Baseball News & Notes
Over the weekend, Vanderbilt (and several other NCAA teams) debuted a new FitBit-like pitch-signaling device. Players wear the digital receiver on their glove hand to receive pitch selection information from the coaching staff.
Did You See Jackie Robinson Hit That Ball?
A contingent of Black sports journalists was instrumental in pushing MLB to break the color barrier in the 1940s.
Often overlooked in baseball’s decision to integrate is that the Negro Leagues were starting to draw crowds that rivaled their MLB counterparts.
If the lockout does indeed steamroll Opening Day, you don’t have to look much farther down the calendar to see the next potential casualty.
Negotiations & Love Songs
No matter how the league tries to spin it to the public, the owners want the competitive balance tax to serve as a true salary cap.
Tim Dierkes of MLBTR offers a thorough breakdown of the Super Two proposal by the MLBPA.
The billionaires vs. millionaires declarations represent an overexaggerated narrative.
Today’s Baseball Jones
If you’re a baseball fan younger than 35, chances are you have no memory of Wrigley Field without lights. If you’re older, then you remember how big a deal it was for the Friendly Confines to get nighttime illumination on August 8, 1988. That game was rained out, so the first official night game occurred the next evening. The Cubs were 3-3 in post-sunset baseball that first year, and they beat the Mets 6-4 in the inaugural night game. A bleacher ticket sold for $4.00 that night.
Apropos of Nothing
I’m a couple of weeks late for Valentine’s Day, but nothing says “I Love You” more than a monthly Taco Bell subscription. “It’s the gift that keeps on givin’ the whole year ’round.”
Three Yards & a Cloud of Dust
- If you recognize this heading, that means you’ve read me over at Bears Insider.
- I’ve noticed that a lot of bloggers copy the same format I use for the Rundown, and even apply it to other teams and sports, like the NFL, for instance. I am not flattered by imitation. I’ll see shrink about that, but…

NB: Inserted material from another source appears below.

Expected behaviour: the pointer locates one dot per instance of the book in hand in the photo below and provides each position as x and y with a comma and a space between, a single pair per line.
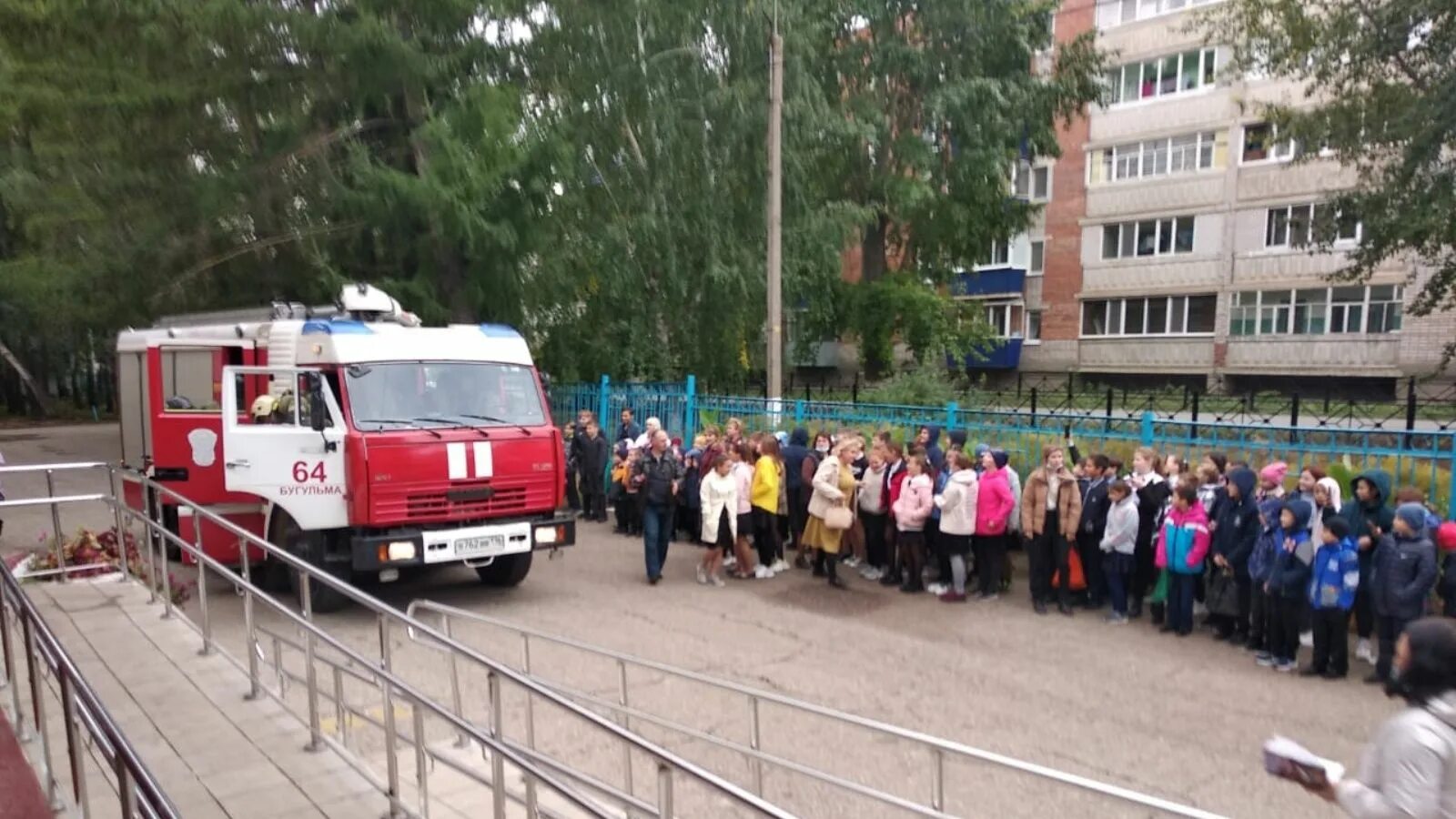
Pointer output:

- I am going to start incorporating music into the First & Long posts at our sister site.
"Pitching is the art of instilling fear." ~ Sandy Kofax pic.twitter.com/jOMLR9nhB5
— OldTimeHardball (@OleTimeHardball) February 22, 2022
They Said It
- “I feel like my whole life I’ve kind of always had eyes on me. I went to the Little League World Series at a young age. I feel like I’m built for the pressure. I’m used to it at this point.” – Howard
Tuesday Walk-Up Song
This Must Be the Place (Naive Melody) by Talking Heads – Maybe Max Scherzer should host a bargaining session-slash-barbecue in Jupiter, FL to help finalize a deal. Nothing screams “equitable” like a guy making $43 million per year cooking ribeyes and lobster tails for the gentlemen who bid him up that high before the lockout.